There’s talk of late of where transgender people should go to the bathroom. If you’re physically male, but you consider yourself female, do you use the men’s room or the ladies’ room? What if you have gender reassignment surgery, so you’re physically a different gender than you were at birth?
Or, a question I’ve always asked, long before I had heard of transgenderism: why the heck do we care?
The Modern Urinal
Of course, the urinal poses some problem, since one’s doing their business in public. Personally, I would find it just as odd for someone of my sex watching me pee as someone of the opposite sex, but apparently men feel differently, probably because they’ve been raised their whole lives to accept it.
But why have urinals in the first place? It’s not like men need them. At home, they use a toilet just fine. So get rid of the urinals and everyone can just have their own stall with all the privacy of a home bathroom. Problem solved.
And it’s not like this has always been how it’s been done. The Western world used to be way more liberal when it came to bathroom practices.

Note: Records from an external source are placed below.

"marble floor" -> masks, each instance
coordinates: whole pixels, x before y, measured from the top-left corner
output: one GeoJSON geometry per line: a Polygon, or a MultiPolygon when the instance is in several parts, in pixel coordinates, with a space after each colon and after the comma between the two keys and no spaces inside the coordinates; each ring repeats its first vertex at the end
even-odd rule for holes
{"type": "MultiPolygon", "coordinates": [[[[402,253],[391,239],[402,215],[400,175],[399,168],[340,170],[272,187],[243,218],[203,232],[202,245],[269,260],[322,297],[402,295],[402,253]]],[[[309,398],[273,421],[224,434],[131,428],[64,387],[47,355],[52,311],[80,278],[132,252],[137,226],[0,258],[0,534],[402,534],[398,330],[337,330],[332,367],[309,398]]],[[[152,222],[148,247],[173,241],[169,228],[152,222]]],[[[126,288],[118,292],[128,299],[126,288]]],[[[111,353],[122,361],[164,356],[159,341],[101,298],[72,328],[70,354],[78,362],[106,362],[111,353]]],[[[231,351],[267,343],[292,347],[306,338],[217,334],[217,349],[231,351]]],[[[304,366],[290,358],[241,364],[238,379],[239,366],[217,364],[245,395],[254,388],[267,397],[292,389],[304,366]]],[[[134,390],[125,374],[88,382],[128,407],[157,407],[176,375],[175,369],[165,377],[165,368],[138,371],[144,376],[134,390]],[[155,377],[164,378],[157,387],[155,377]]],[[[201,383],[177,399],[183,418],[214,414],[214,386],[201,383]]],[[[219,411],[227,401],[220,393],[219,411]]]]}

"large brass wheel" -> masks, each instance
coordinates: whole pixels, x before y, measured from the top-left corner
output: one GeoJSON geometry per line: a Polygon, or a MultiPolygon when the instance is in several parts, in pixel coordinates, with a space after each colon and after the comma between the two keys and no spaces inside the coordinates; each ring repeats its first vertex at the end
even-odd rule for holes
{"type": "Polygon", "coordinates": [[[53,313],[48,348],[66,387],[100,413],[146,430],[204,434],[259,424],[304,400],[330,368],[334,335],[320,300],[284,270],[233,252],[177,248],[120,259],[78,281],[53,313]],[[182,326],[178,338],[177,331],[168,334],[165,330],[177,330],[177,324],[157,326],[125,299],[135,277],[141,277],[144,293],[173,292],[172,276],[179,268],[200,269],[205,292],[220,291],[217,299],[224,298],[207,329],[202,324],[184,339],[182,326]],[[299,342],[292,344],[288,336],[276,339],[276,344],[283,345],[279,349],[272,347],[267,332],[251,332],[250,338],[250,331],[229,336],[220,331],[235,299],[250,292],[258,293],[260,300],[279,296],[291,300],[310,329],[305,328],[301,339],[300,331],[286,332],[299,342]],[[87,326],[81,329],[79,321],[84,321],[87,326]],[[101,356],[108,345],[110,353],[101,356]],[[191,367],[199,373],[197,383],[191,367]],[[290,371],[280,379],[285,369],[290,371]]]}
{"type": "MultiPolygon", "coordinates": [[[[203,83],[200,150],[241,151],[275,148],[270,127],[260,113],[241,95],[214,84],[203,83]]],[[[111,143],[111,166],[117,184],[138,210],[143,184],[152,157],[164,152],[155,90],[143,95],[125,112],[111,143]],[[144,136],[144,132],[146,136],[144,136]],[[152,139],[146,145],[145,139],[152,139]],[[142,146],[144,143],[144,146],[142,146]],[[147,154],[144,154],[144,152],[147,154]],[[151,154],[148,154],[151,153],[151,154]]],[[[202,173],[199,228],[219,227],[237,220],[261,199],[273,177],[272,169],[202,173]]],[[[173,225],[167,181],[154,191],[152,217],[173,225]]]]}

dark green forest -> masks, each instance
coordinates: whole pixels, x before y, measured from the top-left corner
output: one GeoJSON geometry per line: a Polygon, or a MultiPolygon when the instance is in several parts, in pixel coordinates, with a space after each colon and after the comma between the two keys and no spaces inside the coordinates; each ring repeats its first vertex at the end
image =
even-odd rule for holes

Going Potty in Public – The Roman Bathhouses
The Roman baths were public places that offered a variety of services. The most well known are the baths themselves, where people could bathe communally. There were also exercise areas and the opportunities for a massage. The bathing rituals was complex, involving a series of cold, warm and hot baths as well as the application on and scraping of oil off the skin as a method of removing dirt.
Most notably, however, is that this was all done in public. While genders were often (although not always) segregated, the pools were otherwise public. Going to the bath was like going to happy hour. It was a place for people to relax among friends and colleagues. Some even brought their work with them, continuing negotiations or business or political discussions.
And when someone felt the call of nature, he went to a section designated for such business, where they continued to socialize. Then he (or an attendant) wiped his butt with a communal sponge on a stick (ew!) which was then washed in a channel of flowing water.
For more info: How Romans wiped their butts after going to the bathroom.
Medieval and Renaissance Bathroom Customs
It wasn’t just those wacky Romans who had no trouble doing their business in public. Medieval castles offered communal bathrooms where more than one person could do their business at once as well.
Kings and popes might greet visitors while sitting on their, well, throne. Privacy was in short supply in these times, and bodily functions simply weren’t something people felt they needed to be hidden. After all, everyone poops.
For more info: An Expert’s Take on Toilet History and Customs from Antiquity to the Renaissance.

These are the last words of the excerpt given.